Eskom
State-owned company Eskom is supposed to supply 80% of South Africa with electricity. In 2023 however, South Africans were out of power for 6,947 hours, equivalent to 289 days. Eskom generates 89% of its power from coal, according to GCEL. The company’s coal fleet is ancient, it already reached maximum capacity in 2007. Nonetheless, the company regularly needs to shut down its power plants so they don’t crash entirely. On top, plants frequently break down because of poor maintenance, criminal sabotage and corruption.

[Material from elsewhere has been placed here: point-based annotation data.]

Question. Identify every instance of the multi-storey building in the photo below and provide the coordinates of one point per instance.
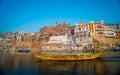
(83, 36)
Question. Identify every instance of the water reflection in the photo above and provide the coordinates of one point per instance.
(13, 63)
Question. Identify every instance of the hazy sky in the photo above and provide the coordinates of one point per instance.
(31, 15)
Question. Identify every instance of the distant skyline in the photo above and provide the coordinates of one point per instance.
(31, 15)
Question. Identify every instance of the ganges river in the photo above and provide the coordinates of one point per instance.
(14, 63)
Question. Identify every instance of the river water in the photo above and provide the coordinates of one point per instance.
(13, 63)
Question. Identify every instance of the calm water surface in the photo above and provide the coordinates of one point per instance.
(13, 63)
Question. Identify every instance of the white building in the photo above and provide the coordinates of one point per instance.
(60, 39)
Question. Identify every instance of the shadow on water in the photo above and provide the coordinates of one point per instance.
(25, 64)
(89, 67)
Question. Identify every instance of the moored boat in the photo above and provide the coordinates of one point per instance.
(69, 56)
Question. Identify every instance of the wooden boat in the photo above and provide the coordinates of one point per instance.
(24, 51)
(69, 56)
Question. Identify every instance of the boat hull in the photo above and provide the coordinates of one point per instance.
(70, 57)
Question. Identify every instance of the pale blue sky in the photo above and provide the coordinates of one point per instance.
(31, 15)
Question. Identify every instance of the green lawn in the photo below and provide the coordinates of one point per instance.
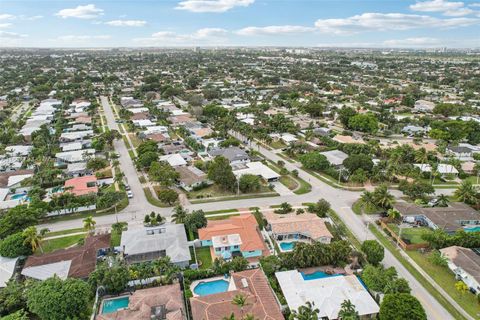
(59, 243)
(414, 235)
(424, 282)
(446, 279)
(204, 258)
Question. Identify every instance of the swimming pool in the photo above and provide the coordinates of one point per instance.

In December 2022, André de Ruyter, Eskom’s CEO at the time, was poisoned with cyanide. He barely survived. After he recovered, de Ruyter claimed Eskom would be losing $55 million a month to corruption. In February 2023, news broke that 4 criminal cartels are operating within Eskom. High-level politicians from the governing party ANC as well as staff are involved in corrupt practices. Coal gets delivered to Eskom on trucks mostly. On their way to Eskom’s facilities, staff swap high-quality coal for rubble. They sell the high-quality coal while Eskom’s coal plants are breaking because of the rubble. Others order knee pads for extortionate $4,422 instead of the normal price of $17. There is evidence of staff hiding materials they still have in stock and then ordering them again. They receive an empty delivery, retrieve the hidden materials and cash in the money.
Corruption and coal are similarly deeply entrenched to Eskom’s DNA. Eskom’s plans to runs some of its coal plants until the late 2060s. Two of these plants, Medupi and Kusile, are still under construction. Medupi and Kusile should’ve originally gone online 10 years ago. The cherry on top is Kusile's excemption from the actual air emissions standards. It is now allowed to release even more sulfur dioxide, until its broken chimneys are repaired. Even without this exemption, Eskom was rated the world’s most polluting power company.